As construções do sujeito epistêmico constituem o próprio estofo do entendimento e a experiência não consiste em simples coleção de fatos, registrados tal e qual. Piaget necessitou elaborar uma noção de sujeito do conhecimento, capaz de construção infinita e de estruturação da experiência, qualquer que ela fosse.
Para isso elaborou uma epistemologia, que supera a contradição entre o racionalismo, com sua hipótese de idéias inatas, e o empirismo, com sua hipótese de aquisição em função da experiência, buscando o papel do sujeito na construção do conhecimento. Ao propor um construtivismo dialético, que atribui ao sujeito epistêmico uma capacidade de construção mais fecunda do que a encontrada em Kant, Piaget estruturou sua obra, como uma teoria geral da ação.
Para entendermos a teoria geral da ação de Piaget, precisamos compreender o conceito de animal simbólico. A partir de seu aspecto biológico, vemos que, como qualquer outro animal, o ser humano, é consumidor de energia e não produtor primário.

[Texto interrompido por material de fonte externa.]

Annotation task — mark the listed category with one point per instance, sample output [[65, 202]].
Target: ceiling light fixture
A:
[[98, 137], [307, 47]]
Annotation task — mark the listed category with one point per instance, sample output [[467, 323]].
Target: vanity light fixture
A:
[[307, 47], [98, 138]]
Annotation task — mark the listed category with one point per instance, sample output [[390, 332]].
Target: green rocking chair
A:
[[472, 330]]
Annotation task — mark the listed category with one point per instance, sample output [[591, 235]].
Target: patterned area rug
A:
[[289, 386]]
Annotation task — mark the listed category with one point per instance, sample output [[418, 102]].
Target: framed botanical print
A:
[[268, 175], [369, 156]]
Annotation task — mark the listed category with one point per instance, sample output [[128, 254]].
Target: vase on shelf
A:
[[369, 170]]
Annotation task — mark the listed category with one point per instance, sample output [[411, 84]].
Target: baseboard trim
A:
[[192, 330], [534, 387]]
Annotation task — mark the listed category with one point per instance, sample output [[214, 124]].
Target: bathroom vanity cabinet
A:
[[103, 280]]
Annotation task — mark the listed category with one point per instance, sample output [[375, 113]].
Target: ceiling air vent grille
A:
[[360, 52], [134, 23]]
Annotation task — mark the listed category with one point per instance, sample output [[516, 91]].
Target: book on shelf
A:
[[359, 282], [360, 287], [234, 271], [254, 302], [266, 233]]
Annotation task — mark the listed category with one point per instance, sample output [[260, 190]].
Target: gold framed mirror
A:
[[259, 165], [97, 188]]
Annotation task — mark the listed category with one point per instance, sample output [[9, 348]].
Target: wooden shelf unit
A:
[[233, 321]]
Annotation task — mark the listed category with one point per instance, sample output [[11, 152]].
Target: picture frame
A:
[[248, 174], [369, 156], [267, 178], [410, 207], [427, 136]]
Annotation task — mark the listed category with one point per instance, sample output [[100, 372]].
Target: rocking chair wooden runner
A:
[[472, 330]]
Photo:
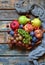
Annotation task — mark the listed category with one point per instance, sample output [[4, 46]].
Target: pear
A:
[[23, 19]]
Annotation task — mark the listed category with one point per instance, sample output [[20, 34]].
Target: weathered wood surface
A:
[[7, 56]]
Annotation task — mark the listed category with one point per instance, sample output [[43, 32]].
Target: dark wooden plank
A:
[[8, 15], [4, 50], [12, 60], [9, 4]]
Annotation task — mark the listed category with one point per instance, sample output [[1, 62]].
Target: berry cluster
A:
[[25, 32]]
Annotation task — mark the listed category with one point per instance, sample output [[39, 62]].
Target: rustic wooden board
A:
[[8, 15], [10, 4], [7, 56]]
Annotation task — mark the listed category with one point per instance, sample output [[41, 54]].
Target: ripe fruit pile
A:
[[25, 32]]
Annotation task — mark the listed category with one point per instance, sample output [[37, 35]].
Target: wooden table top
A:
[[7, 14]]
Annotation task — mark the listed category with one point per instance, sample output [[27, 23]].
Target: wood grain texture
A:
[[8, 12]]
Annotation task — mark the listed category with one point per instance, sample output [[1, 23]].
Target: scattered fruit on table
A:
[[20, 37], [32, 33], [25, 32], [36, 22], [28, 27], [11, 33], [34, 39], [14, 25], [23, 19], [17, 39], [21, 26], [38, 33]]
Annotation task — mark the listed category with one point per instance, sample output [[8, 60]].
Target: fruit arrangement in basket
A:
[[25, 33]]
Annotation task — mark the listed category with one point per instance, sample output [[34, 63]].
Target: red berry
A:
[[14, 25]]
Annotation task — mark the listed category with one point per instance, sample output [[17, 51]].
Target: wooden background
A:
[[7, 14]]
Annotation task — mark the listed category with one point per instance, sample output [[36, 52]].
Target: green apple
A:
[[36, 22], [23, 19]]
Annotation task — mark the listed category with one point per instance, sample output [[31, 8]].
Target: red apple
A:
[[28, 27], [14, 25]]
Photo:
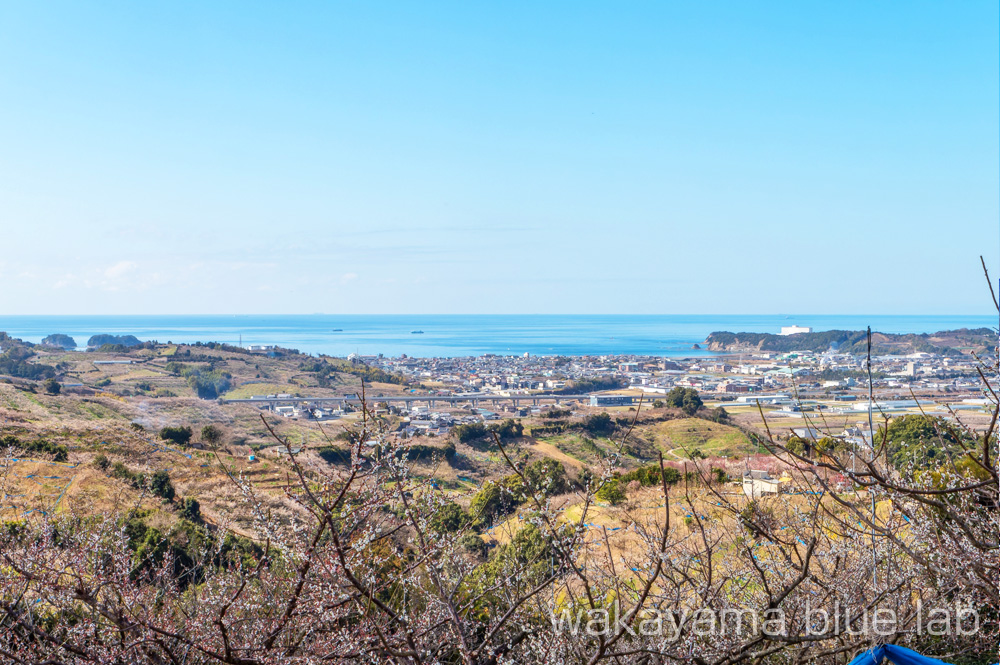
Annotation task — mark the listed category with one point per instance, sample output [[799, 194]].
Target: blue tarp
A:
[[895, 655]]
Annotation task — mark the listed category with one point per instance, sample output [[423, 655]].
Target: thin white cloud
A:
[[120, 269]]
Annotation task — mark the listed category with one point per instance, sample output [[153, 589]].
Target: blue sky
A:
[[725, 157]]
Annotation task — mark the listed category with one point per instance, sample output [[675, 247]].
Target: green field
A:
[[712, 439]]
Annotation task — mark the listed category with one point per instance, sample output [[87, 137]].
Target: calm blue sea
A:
[[465, 335]]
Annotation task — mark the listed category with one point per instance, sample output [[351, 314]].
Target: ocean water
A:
[[466, 335]]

Portanto, precisa obter com esforço a energia suficiente para viver. Isto o torna, como conseqüência, essencialmente ativo.
Uma vez que esta condição ecológica de consumidor foi assumida pelo Reino Animal, desde que os seus mais primitivos “súditos” surgiram na Terra, seus efeitos se refletiram em todos e cada um dos seus aspectos vitais. Dessa maneira, a partir dessa via evolutiva, o corpo dos animais foi sendo modelado em formas precisas e simétricas para atender sua natureza, necessariamente, ativa. Desenvolveu-se um sistema propulsor músculo-esquelético associado a sistemas especializados para elaboração e tratamento dos alimentos, além de órgãos, inexistentes nos outros reinos, para interpretar o cheiro, a luz e o som. Para coordenar tudo isto surgiu um sistema nervoso e, conseqüentemente, um comportamento.

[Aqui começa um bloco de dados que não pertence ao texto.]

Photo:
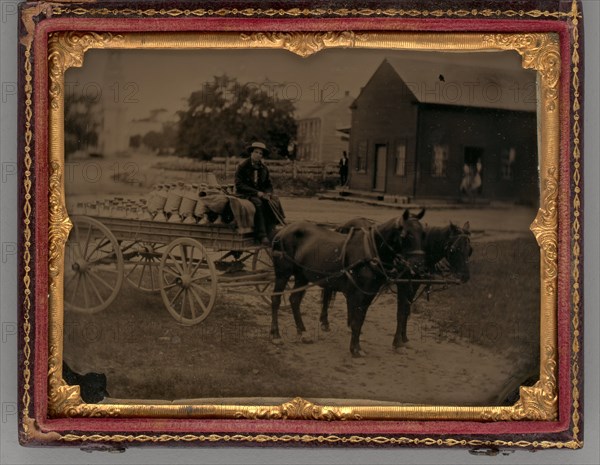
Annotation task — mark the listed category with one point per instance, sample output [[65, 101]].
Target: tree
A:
[[225, 116], [82, 121]]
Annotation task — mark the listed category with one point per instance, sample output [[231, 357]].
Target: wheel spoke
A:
[[204, 276], [100, 280], [183, 300], [183, 250], [199, 300], [169, 270], [176, 263], [200, 261], [141, 275], [133, 269], [98, 247], [176, 295], [192, 307], [200, 288], [95, 289], [87, 238]]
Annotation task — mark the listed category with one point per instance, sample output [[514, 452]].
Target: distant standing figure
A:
[[343, 164], [253, 182]]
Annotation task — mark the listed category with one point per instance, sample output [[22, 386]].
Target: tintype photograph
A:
[[301, 225], [352, 227]]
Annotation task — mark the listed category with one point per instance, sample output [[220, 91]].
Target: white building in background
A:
[[323, 132], [114, 132]]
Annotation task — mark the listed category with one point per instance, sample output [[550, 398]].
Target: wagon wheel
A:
[[93, 266], [142, 260], [188, 281]]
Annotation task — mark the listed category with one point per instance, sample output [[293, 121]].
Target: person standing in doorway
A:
[[343, 165]]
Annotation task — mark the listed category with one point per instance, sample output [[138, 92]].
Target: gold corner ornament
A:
[[66, 50], [540, 52], [538, 402], [297, 409], [304, 44]]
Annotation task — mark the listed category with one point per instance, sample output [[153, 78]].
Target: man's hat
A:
[[258, 145]]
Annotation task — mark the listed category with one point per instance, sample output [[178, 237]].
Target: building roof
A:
[[323, 109], [485, 80]]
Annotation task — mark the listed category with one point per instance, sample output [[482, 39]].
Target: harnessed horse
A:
[[357, 264], [444, 247]]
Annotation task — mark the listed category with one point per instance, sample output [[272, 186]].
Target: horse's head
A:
[[405, 237], [459, 250]]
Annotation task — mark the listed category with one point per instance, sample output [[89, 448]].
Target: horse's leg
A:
[[357, 311], [405, 294], [280, 282], [295, 300], [327, 294]]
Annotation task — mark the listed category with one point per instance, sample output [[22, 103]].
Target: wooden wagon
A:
[[188, 264]]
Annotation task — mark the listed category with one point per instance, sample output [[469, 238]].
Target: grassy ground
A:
[[497, 307]]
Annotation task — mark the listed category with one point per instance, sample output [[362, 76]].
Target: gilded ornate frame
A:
[[543, 51]]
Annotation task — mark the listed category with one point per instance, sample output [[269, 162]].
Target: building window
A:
[[508, 158], [361, 157], [401, 160], [439, 161]]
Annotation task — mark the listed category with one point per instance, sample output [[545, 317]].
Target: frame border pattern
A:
[[30, 427]]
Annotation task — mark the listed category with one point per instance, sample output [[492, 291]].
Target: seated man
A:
[[252, 182]]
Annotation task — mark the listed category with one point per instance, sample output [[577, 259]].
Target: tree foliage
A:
[[225, 116], [164, 139], [82, 123]]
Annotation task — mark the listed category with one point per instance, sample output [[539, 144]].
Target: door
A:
[[380, 168]]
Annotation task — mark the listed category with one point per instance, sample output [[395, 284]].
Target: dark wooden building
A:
[[418, 126]]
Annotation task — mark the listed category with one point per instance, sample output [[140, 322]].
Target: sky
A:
[[144, 80]]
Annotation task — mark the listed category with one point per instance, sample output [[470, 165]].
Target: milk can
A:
[[188, 204], [173, 202]]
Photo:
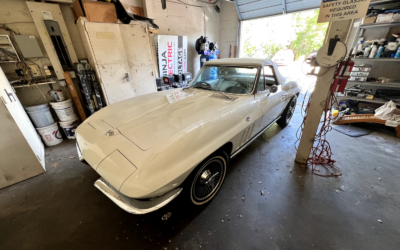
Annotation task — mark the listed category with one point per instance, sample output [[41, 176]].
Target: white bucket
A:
[[64, 110], [57, 95], [50, 135], [40, 115], [70, 127]]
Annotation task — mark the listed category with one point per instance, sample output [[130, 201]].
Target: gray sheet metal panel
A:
[[250, 9]]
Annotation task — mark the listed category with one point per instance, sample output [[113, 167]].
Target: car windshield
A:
[[228, 79]]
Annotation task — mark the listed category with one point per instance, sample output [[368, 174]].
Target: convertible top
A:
[[256, 62], [241, 62]]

O comportamento possibilita aos animais lidarem com o mundo externo. Para todas as nossas necessidades imediatas e interesses práticos dependemos do ambiente físico. Não é possível viver sem uma constante adaptação ao mundo que nos rodeia. Os primeiros passos na direção da vida intelectual do homem são atos que implicam uma adaptação mental ao ambiente imediato.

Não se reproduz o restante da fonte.